Review: Bronwyn Kuss: Sounds Good

A smart hour of dry humour from the Melbourne International Comedy Festival's Pinder Prize winner

★★★
comedy review (edinburgh) | Read in About 1 minute
34476 large
Bronwyn Kuss | Image courtesy of Assembly Festival
Published 07 Aug 2024

When she was a teenager, one of Bronwyn Kuss’s teachers played the girls Janis Ian’s 'At Seventeen', presumably, the comic says, to teach them “how hard life is when you’re an absolute dog”.

Like all of the smart Australian’s jokes and observations, this is delivered with levels of dryness that could bring a drenched phone back to life. Most of her stories have a toe in tragedy, but she tells them with a resigned shrug that suggests she’s used to lots of things being rubbish and it’s best just to laugh.
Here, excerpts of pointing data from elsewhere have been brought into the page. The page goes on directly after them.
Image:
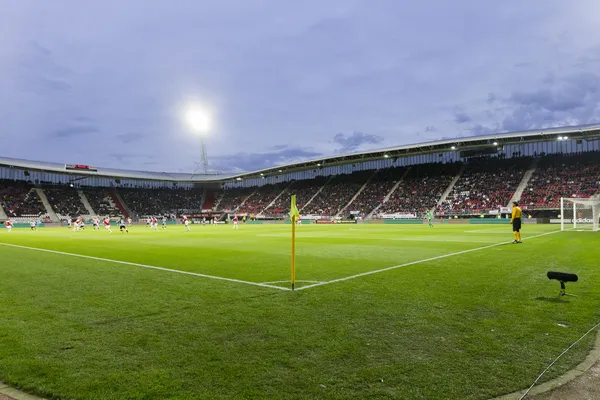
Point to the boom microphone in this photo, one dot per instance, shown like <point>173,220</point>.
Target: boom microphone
<point>562,277</point>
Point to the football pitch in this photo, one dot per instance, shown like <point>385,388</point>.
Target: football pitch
<point>380,311</point>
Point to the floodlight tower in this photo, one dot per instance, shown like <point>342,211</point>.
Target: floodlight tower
<point>199,122</point>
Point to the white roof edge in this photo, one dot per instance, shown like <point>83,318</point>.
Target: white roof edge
<point>203,178</point>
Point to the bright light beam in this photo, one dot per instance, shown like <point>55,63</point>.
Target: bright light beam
<point>198,120</point>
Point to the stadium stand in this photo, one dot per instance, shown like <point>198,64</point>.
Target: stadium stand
<point>336,194</point>
<point>65,200</point>
<point>262,198</point>
<point>375,191</point>
<point>162,201</point>
<point>575,175</point>
<point>304,191</point>
<point>19,199</point>
<point>486,184</point>
<point>101,200</point>
<point>231,199</point>
<point>421,189</point>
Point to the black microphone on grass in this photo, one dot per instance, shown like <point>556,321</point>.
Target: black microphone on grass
<point>562,277</point>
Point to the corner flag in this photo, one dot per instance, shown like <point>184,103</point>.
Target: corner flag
<point>294,214</point>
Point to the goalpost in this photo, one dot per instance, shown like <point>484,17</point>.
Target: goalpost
<point>580,214</point>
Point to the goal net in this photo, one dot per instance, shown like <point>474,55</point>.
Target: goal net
<point>580,214</point>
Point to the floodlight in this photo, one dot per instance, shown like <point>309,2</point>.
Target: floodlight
<point>198,119</point>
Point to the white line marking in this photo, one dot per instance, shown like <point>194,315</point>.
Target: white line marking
<point>149,267</point>
<point>416,262</point>
<point>290,282</point>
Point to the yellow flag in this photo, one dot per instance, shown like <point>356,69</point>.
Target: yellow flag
<point>294,214</point>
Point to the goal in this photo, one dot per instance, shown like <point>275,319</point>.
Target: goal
<point>580,214</point>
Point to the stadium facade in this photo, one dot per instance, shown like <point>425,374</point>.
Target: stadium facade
<point>369,186</point>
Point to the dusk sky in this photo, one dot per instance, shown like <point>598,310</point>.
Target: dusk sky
<point>106,82</point>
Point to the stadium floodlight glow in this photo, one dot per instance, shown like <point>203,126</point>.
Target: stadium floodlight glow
<point>197,119</point>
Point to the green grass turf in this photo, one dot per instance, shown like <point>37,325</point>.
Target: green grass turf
<point>469,326</point>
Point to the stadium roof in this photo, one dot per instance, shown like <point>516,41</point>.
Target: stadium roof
<point>457,144</point>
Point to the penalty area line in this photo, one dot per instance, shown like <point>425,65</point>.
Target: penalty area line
<point>177,271</point>
<point>347,278</point>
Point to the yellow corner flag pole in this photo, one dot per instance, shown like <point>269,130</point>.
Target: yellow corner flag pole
<point>294,214</point>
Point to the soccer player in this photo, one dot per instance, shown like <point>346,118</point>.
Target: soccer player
<point>107,224</point>
<point>516,222</point>
<point>122,226</point>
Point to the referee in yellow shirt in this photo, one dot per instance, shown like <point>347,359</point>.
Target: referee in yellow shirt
<point>516,222</point>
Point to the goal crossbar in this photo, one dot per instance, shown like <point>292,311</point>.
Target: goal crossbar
<point>580,214</point>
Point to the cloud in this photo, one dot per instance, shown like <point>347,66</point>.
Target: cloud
<point>74,130</point>
<point>128,156</point>
<point>572,100</point>
<point>254,161</point>
<point>129,137</point>
<point>478,130</point>
<point>461,118</point>
<point>354,141</point>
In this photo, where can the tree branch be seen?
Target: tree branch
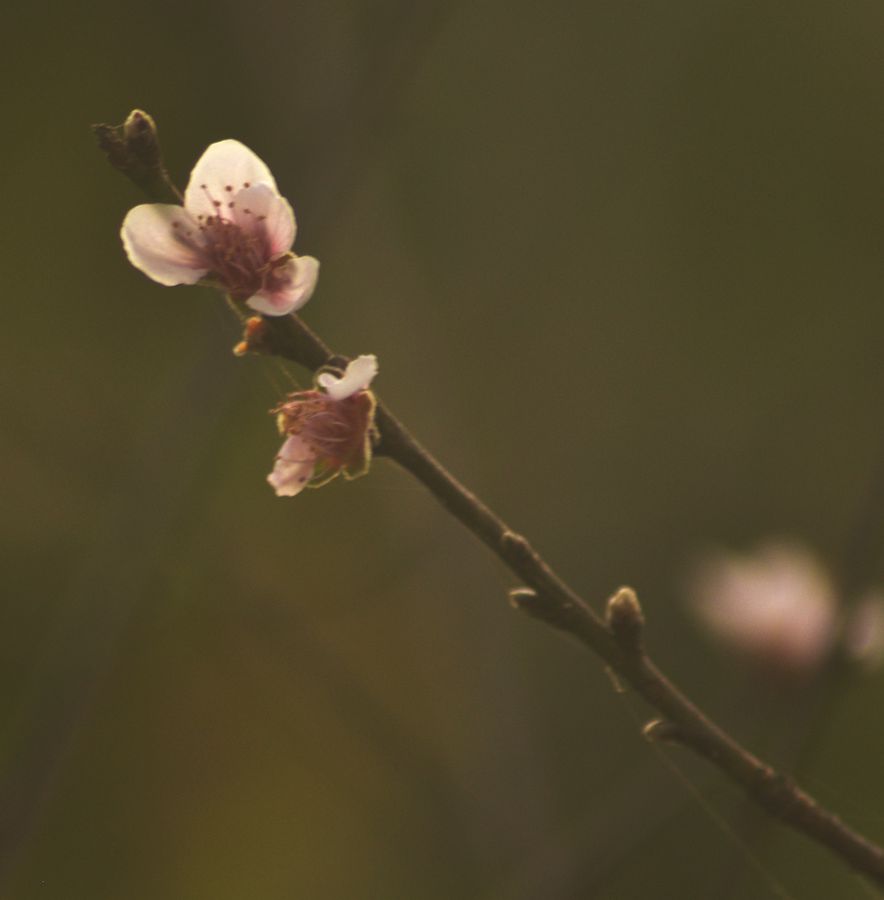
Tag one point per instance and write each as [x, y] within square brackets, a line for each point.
[552, 601]
[617, 641]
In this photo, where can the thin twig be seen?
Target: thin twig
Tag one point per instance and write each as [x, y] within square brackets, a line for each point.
[554, 602]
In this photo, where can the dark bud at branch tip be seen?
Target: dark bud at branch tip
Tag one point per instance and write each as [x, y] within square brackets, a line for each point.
[140, 136]
[661, 730]
[625, 618]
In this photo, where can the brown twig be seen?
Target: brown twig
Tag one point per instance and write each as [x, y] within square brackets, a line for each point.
[616, 641]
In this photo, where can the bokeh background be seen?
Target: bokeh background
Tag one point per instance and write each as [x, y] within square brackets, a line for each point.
[623, 266]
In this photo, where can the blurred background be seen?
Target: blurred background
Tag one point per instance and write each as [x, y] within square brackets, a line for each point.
[622, 265]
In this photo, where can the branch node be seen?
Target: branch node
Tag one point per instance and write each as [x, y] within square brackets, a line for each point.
[662, 731]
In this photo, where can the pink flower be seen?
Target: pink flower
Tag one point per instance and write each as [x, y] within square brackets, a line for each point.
[234, 229]
[864, 630]
[328, 431]
[777, 605]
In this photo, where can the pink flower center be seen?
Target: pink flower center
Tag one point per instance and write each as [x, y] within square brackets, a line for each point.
[234, 245]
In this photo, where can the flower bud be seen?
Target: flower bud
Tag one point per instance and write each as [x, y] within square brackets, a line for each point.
[625, 618]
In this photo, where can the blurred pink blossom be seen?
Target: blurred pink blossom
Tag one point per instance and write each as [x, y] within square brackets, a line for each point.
[864, 632]
[234, 228]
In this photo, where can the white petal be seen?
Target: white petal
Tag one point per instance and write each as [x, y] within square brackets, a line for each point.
[261, 208]
[225, 168]
[293, 467]
[155, 238]
[357, 377]
[298, 280]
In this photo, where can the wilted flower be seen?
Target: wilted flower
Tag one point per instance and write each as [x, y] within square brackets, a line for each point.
[778, 605]
[328, 431]
[233, 228]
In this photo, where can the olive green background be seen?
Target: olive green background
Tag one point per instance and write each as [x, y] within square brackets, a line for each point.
[622, 264]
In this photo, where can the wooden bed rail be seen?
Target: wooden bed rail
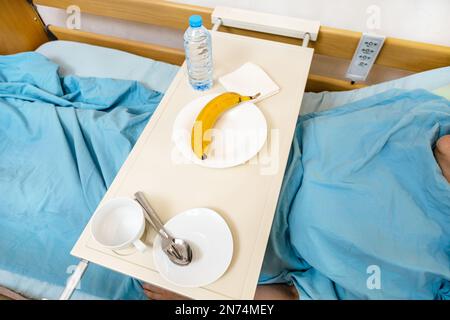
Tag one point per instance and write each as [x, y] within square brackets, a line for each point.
[315, 83]
[396, 53]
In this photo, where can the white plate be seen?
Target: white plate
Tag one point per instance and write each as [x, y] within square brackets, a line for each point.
[212, 248]
[237, 137]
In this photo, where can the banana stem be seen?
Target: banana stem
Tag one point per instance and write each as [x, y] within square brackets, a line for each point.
[255, 96]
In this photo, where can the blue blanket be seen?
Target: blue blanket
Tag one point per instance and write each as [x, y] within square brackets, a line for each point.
[62, 141]
[364, 211]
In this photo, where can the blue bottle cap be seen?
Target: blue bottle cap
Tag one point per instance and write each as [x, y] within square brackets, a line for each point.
[195, 21]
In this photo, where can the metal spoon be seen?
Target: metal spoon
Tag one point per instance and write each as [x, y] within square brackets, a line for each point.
[178, 250]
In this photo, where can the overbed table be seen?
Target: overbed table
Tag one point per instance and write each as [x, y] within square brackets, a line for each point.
[245, 196]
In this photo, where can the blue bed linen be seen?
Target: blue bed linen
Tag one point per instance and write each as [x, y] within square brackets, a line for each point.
[62, 141]
[428, 80]
[362, 189]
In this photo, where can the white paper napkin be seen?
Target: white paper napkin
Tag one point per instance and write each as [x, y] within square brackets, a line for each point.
[250, 79]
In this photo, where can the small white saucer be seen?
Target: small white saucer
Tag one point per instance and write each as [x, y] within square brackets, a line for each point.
[212, 248]
[237, 136]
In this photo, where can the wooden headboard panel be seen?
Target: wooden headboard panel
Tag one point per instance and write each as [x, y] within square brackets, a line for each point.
[20, 27]
[396, 53]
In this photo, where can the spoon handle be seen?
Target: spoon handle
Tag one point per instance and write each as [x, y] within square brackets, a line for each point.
[151, 215]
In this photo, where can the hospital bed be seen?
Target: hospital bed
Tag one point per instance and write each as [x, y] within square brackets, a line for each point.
[70, 53]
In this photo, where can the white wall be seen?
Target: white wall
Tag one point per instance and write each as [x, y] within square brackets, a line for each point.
[420, 20]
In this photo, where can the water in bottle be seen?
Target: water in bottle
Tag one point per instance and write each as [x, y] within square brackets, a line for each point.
[197, 44]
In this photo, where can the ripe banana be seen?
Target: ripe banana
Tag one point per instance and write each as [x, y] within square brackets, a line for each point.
[208, 117]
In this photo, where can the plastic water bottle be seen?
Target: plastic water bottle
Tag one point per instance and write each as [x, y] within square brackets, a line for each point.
[197, 44]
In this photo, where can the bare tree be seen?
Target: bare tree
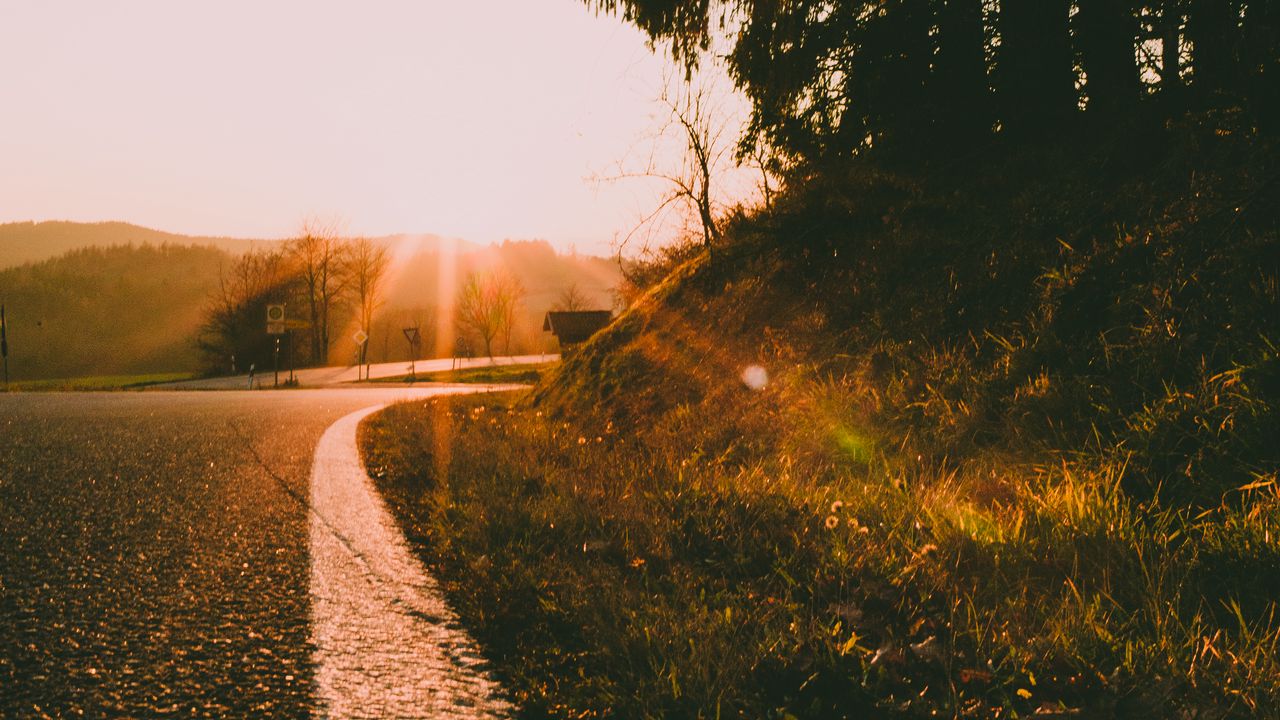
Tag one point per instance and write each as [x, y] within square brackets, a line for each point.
[571, 299]
[487, 305]
[366, 268]
[696, 131]
[236, 314]
[319, 254]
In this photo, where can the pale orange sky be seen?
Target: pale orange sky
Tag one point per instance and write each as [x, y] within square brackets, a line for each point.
[472, 119]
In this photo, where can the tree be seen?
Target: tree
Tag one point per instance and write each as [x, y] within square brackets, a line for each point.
[694, 124]
[487, 305]
[1036, 68]
[236, 315]
[571, 300]
[319, 255]
[366, 268]
[1106, 33]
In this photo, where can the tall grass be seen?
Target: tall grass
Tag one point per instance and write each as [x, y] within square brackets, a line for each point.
[1016, 454]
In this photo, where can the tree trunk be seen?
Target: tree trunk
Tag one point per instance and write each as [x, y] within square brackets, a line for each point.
[1036, 67]
[1171, 53]
[1214, 30]
[960, 91]
[1106, 35]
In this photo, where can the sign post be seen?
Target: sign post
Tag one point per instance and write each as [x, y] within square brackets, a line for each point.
[4, 346]
[275, 319]
[275, 326]
[415, 341]
[361, 338]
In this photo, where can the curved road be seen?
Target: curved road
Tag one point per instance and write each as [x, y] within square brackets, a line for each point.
[154, 551]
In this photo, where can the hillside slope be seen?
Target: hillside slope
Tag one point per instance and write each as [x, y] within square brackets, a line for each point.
[109, 310]
[33, 242]
[990, 441]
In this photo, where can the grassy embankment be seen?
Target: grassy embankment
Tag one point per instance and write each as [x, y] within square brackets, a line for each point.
[99, 382]
[494, 374]
[1016, 454]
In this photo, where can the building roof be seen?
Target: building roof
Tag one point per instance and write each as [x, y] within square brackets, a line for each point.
[574, 327]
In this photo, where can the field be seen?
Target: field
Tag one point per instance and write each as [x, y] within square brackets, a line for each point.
[99, 382]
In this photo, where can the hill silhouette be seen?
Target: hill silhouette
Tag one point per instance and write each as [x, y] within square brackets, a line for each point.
[129, 308]
[32, 242]
[108, 310]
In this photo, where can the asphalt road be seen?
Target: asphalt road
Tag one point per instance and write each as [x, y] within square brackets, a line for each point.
[154, 551]
[339, 374]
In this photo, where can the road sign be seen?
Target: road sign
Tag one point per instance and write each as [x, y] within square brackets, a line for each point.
[275, 319]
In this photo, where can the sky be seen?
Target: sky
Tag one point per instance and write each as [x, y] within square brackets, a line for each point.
[474, 119]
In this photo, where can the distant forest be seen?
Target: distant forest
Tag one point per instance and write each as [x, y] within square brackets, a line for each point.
[32, 242]
[126, 308]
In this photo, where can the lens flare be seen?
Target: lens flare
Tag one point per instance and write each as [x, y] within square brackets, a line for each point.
[755, 377]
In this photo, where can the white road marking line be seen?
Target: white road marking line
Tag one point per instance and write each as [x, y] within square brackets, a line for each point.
[385, 642]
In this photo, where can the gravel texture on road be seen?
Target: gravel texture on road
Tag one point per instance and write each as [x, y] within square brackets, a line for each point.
[154, 551]
[387, 642]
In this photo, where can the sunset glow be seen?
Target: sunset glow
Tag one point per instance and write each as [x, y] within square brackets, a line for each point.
[462, 119]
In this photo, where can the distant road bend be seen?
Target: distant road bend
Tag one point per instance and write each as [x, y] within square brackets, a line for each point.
[213, 555]
[334, 376]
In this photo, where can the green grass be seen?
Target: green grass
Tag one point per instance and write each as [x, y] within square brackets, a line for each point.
[99, 382]
[624, 575]
[494, 374]
[1015, 455]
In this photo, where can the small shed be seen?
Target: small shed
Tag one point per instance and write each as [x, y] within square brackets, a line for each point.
[576, 326]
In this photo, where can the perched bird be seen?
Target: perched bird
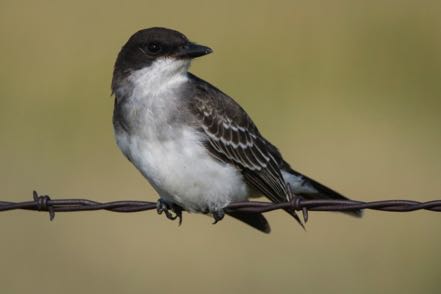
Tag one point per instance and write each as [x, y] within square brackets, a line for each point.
[195, 145]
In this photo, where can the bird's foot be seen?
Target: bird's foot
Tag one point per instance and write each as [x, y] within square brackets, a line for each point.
[171, 211]
[218, 215]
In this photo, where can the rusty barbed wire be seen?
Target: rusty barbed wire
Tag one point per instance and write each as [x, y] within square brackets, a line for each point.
[45, 203]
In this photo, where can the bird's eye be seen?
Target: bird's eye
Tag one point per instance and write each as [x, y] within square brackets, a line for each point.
[154, 47]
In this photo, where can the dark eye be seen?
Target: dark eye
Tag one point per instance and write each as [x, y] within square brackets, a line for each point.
[154, 47]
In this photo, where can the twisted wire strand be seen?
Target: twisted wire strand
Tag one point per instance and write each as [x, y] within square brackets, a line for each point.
[45, 203]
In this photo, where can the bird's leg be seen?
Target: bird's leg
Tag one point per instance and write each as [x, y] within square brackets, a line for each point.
[218, 215]
[164, 207]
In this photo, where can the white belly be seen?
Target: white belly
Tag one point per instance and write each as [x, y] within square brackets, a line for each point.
[181, 170]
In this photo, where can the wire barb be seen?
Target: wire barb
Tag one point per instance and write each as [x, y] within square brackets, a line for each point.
[45, 203]
[42, 204]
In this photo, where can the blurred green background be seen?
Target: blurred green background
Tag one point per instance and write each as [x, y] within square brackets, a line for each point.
[350, 91]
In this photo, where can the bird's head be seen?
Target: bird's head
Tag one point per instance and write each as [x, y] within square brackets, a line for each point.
[155, 44]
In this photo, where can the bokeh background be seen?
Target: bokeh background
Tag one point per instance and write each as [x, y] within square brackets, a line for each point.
[350, 91]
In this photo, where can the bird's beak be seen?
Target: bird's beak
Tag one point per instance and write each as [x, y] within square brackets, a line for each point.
[192, 50]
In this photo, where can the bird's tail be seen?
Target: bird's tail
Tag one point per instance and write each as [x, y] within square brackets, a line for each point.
[310, 189]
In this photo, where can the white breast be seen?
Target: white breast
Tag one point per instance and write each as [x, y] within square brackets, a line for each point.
[173, 158]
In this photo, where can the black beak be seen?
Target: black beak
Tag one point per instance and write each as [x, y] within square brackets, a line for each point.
[192, 50]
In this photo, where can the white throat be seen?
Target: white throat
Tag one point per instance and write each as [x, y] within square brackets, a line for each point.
[162, 75]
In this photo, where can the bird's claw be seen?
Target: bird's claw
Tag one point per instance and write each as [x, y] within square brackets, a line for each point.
[218, 215]
[171, 211]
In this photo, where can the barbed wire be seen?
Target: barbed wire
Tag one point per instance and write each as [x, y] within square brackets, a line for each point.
[45, 203]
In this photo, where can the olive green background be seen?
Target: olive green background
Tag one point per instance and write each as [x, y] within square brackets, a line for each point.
[350, 91]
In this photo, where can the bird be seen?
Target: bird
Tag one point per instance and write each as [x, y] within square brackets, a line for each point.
[196, 146]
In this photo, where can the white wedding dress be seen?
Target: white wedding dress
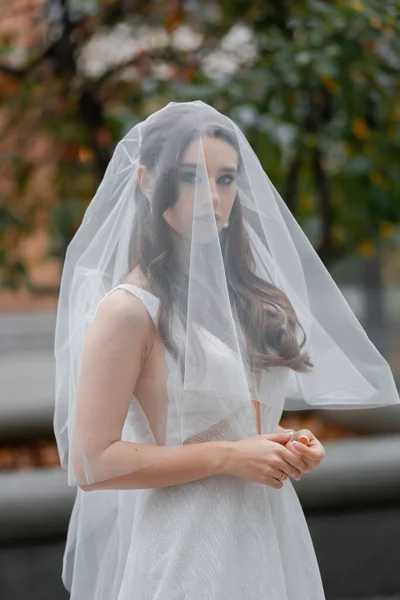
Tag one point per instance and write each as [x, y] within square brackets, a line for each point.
[218, 538]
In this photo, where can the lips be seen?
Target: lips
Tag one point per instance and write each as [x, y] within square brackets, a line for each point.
[208, 218]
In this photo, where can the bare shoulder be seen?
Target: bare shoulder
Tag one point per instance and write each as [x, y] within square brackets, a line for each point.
[122, 315]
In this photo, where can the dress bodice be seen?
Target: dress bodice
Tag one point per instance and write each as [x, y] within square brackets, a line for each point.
[214, 403]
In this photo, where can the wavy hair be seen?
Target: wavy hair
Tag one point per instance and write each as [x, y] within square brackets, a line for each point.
[265, 314]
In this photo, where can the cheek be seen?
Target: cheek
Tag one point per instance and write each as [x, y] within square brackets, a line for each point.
[227, 198]
[181, 214]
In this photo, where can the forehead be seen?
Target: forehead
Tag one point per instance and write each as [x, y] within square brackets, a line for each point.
[218, 153]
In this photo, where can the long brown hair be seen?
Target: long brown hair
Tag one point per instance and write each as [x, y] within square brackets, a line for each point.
[267, 319]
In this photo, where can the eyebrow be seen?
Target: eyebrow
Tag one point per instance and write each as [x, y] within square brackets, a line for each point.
[222, 170]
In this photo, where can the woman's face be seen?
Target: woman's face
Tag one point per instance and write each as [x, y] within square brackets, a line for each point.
[215, 198]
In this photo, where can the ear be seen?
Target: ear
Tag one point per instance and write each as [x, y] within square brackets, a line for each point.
[146, 183]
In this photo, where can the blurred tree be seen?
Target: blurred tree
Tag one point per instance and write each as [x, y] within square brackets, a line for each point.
[315, 85]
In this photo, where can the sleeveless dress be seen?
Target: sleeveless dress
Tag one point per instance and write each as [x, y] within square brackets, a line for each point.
[217, 538]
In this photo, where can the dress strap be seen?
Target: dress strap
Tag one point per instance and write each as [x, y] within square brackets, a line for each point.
[150, 301]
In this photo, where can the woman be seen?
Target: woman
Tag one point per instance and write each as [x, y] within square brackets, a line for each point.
[191, 305]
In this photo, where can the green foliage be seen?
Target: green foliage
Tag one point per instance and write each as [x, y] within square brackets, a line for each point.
[315, 85]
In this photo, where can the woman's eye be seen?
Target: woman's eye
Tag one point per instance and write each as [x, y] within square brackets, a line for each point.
[225, 180]
[188, 177]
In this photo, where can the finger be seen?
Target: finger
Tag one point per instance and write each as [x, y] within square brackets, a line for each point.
[281, 475]
[310, 453]
[279, 437]
[293, 471]
[306, 435]
[294, 459]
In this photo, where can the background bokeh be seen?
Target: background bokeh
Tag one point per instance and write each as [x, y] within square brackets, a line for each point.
[315, 85]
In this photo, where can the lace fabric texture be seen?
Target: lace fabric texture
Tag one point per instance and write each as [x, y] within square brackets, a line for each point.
[188, 257]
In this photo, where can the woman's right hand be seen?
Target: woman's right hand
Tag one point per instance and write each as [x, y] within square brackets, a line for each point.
[263, 459]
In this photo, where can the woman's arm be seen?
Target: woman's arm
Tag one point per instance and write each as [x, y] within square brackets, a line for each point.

Something that happened after her girlfriend got “in too deep” on Facebook Marketplace, and the eye-bulging array of unsolicited appendage images she once received get entertaining treatment, as does the vet treatment the couple’s rescue dog requires.

She’s got some artfully constructed contempt for various characters, from the insufferable drama kids at school to DJs (there’s some fantastic space trip material) to the delusions of a woman who took her love for Oprah Winfrey worryingly far.

You’re in safe hands with Bronwyn Kuss, who has the air of someone who’ll happily say out loud what you're secretly thinking.